Membership voting results at SMART-TD, which holds two separate contracts, were split. The first agreement, which represents the conductor, brakemen, engine service and yardmen groups, was not ratified. The second SMART-TD agreement, which covers approximately 1,300 yardmasters, was successfully ratified.
Eight of the 12 labor unions plus a portion of SMART-TD’s membership have now fully agreed to contracts that provide employees with a 24 percent wage increase over the five-year period from 2020 to 2024 and preserve employees’ best-in-class healthcare coverage. For BLET, its agreement also paves the way to address important issues related to schedule predictability and job assignments on a railroad-by-railroad basis for engineers whose work assignments, similar to conductors, can be dependent upon train schedules that vary. In rejecting its agreement, SMART-TD also rejected the pathway for further scheduling negotiations.
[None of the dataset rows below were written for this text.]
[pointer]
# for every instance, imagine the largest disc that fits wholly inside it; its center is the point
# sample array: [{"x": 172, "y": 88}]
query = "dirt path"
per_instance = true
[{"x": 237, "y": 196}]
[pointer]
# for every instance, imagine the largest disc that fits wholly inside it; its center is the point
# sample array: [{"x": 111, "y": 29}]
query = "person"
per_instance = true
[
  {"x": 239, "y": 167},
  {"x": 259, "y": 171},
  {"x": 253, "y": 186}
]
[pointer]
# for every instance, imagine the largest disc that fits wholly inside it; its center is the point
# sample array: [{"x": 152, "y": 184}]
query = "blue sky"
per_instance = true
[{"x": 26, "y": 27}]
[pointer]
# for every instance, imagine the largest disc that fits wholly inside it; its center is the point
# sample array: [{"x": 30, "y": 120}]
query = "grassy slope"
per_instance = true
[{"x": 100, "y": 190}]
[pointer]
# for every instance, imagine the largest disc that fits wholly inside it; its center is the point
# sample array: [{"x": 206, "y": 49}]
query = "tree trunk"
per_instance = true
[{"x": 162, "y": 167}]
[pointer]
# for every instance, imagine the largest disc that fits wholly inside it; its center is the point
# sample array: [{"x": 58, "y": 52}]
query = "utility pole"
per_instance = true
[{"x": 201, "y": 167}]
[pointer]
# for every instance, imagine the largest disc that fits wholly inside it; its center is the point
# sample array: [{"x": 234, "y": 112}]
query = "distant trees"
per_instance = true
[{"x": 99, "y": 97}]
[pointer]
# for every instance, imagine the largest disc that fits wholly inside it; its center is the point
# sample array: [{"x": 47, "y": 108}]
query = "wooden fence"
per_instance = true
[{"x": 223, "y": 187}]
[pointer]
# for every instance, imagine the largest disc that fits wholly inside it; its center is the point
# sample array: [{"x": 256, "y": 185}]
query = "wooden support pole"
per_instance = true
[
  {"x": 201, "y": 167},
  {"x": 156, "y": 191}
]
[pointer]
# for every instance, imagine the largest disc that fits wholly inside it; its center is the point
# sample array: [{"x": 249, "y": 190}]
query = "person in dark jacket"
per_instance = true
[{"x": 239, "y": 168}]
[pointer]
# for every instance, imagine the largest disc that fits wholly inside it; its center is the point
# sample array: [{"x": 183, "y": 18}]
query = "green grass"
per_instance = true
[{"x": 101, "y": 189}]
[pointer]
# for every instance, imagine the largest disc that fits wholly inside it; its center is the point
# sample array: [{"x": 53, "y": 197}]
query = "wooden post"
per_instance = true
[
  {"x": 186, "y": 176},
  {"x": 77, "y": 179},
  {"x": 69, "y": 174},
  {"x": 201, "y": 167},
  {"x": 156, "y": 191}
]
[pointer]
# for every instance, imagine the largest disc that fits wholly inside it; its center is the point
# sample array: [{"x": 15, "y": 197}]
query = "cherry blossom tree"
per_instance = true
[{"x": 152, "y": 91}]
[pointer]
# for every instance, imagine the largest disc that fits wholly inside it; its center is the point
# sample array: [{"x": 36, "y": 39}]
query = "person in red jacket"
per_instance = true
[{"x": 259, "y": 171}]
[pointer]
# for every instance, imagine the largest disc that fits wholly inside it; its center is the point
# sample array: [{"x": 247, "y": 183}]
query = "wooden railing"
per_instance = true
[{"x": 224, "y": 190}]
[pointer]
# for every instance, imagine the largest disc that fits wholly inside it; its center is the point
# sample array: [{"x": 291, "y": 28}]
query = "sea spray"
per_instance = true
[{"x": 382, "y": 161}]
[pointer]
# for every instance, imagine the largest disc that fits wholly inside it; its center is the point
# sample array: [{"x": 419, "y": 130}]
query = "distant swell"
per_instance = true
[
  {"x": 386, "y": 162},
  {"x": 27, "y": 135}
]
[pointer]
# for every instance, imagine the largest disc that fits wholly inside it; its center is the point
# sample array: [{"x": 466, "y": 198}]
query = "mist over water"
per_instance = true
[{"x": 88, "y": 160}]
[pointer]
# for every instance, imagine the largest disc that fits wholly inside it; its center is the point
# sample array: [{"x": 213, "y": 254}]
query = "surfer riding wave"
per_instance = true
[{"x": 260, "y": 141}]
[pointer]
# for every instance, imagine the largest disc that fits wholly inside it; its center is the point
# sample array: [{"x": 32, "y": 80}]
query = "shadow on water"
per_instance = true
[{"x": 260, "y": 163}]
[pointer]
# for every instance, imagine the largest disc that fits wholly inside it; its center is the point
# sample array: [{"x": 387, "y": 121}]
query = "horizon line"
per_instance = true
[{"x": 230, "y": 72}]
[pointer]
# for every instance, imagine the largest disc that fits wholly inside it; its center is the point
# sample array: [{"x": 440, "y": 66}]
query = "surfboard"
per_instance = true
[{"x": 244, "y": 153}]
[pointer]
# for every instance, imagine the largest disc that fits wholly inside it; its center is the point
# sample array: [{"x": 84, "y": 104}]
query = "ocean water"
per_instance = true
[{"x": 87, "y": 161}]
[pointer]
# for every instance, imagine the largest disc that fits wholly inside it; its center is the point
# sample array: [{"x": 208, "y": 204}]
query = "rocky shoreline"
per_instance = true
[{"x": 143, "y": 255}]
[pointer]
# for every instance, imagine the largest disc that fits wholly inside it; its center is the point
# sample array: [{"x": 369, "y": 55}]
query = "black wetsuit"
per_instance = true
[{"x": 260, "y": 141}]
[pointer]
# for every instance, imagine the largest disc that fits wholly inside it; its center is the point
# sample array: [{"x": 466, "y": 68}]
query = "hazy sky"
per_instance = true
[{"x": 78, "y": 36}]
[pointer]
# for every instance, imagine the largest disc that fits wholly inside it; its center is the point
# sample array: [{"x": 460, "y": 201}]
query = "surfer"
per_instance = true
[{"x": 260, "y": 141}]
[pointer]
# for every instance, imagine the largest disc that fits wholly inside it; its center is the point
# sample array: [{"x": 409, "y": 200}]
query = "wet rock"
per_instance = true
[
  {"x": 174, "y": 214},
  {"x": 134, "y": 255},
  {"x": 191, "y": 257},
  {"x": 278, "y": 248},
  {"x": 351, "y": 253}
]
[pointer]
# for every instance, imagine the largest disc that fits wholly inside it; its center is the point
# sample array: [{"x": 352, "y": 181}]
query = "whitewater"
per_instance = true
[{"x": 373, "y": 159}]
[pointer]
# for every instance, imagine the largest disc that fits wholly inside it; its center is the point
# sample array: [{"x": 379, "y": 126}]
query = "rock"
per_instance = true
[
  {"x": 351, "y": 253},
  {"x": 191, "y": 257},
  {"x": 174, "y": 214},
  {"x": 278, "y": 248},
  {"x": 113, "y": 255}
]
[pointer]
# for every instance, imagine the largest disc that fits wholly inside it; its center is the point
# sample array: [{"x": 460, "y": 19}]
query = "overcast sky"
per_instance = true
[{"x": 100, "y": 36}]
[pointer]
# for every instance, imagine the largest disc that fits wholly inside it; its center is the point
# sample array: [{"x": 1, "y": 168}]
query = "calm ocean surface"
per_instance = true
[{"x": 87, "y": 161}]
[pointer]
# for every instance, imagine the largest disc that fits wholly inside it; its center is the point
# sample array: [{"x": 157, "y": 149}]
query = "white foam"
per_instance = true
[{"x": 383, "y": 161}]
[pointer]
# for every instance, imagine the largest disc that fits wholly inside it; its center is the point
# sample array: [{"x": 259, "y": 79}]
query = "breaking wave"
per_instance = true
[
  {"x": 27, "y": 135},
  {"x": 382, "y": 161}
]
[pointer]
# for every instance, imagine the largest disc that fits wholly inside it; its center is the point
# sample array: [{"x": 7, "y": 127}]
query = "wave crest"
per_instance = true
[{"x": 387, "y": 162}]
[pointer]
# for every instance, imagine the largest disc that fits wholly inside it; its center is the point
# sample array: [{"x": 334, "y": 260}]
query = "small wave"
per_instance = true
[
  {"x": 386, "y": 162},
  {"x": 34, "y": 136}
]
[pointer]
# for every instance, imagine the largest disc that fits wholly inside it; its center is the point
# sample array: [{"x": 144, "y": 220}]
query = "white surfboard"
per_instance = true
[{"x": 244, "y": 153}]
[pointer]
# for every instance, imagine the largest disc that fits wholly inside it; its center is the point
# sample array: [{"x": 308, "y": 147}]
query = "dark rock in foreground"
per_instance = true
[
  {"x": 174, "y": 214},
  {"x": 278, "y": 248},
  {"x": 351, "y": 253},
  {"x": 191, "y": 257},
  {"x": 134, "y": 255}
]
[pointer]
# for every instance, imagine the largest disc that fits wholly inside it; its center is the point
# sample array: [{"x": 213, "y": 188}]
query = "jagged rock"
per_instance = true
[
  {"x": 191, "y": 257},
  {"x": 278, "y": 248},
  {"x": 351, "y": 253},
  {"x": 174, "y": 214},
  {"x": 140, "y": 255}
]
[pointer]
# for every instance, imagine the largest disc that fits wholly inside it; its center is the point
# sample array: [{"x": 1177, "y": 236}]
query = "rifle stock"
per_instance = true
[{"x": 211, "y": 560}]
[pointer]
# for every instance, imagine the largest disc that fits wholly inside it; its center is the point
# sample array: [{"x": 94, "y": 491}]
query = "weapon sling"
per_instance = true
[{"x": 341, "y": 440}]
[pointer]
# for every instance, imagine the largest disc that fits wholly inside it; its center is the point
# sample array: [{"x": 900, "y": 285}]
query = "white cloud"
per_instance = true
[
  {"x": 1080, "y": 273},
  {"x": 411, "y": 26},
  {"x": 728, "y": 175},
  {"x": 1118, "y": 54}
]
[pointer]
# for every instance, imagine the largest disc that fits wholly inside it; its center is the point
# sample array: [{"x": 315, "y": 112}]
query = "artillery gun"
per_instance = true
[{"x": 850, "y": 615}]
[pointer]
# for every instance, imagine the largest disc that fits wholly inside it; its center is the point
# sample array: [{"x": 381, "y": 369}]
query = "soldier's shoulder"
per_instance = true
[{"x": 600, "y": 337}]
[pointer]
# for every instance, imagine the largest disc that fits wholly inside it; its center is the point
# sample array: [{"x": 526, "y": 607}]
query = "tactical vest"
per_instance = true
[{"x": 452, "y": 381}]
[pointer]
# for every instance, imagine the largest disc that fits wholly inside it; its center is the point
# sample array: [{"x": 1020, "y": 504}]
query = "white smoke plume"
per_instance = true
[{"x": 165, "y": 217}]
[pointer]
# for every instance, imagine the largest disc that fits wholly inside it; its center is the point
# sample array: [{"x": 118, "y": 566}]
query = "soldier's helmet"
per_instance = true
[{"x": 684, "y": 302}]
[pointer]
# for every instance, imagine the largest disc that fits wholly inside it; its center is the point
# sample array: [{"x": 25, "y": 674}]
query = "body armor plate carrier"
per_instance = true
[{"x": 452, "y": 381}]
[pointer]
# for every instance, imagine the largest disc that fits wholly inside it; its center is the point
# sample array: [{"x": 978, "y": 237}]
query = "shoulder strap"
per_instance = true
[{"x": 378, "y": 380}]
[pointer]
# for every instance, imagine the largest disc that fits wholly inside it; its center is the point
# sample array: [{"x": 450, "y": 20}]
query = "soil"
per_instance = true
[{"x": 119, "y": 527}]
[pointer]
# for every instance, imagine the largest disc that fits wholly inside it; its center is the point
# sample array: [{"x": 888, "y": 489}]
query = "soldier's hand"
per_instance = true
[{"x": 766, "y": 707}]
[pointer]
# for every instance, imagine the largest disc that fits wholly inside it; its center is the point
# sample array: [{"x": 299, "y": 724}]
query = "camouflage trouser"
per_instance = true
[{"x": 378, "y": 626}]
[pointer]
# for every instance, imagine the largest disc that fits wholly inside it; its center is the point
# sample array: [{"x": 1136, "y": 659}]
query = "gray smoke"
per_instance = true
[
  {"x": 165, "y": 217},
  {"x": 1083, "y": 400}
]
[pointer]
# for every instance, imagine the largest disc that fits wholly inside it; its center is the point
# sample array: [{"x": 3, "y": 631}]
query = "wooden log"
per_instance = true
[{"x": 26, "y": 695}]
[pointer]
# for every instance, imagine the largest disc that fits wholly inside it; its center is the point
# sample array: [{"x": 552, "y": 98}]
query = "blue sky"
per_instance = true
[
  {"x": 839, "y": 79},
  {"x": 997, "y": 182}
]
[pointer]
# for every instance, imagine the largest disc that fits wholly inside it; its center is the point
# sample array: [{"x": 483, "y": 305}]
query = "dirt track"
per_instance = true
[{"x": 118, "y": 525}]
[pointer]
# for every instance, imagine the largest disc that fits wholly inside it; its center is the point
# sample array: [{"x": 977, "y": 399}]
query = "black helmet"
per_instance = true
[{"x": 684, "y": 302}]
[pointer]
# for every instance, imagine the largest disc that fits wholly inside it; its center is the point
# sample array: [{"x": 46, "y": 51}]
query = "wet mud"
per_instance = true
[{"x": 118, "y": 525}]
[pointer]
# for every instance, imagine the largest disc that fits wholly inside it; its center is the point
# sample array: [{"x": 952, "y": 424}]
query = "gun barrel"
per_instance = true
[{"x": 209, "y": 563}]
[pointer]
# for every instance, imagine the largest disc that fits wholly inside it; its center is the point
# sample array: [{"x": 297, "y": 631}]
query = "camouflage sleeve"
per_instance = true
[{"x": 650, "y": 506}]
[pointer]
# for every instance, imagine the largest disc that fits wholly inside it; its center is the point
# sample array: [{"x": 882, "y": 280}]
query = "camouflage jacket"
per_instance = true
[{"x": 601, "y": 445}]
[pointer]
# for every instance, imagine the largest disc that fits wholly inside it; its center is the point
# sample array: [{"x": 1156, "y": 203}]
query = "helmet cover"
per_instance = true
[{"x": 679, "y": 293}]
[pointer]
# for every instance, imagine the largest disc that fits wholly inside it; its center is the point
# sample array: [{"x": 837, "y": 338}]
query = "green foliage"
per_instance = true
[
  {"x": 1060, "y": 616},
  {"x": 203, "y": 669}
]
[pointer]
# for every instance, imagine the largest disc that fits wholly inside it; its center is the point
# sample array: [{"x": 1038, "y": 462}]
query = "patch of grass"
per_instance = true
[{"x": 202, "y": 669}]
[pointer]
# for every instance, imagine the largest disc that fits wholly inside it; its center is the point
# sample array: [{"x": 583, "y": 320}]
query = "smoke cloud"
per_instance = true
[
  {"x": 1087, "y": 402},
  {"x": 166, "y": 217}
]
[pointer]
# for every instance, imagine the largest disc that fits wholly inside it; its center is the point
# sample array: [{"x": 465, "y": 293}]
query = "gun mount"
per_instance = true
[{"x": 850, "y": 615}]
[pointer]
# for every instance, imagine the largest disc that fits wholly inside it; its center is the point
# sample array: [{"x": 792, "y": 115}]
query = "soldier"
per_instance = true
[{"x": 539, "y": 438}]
Four unions – BMWED, BRS and IBB, in addition to SMART-TD – remain without agreements in place, and the end of their cooling-off periods is rapidly approaching a strike by BRS, which is possible as soon as December 5th. A work stoppage would have disastrous impacts on the economy, rail customers and the American people, with a projected impact of $2 billion per day.
While railroads remain committed to reaching agreements with these remaining unions, the timeline for those to occur is short. Congress has historically intervened to prevent rail system disruptions. In the event that the four unions remain unwilling to enter agreements within the bounds of the PEB's framework, Congress must be prepared to act and institute the terms supported by the majority of the unions, guaranteeing certainty for rail customers and the broader economy.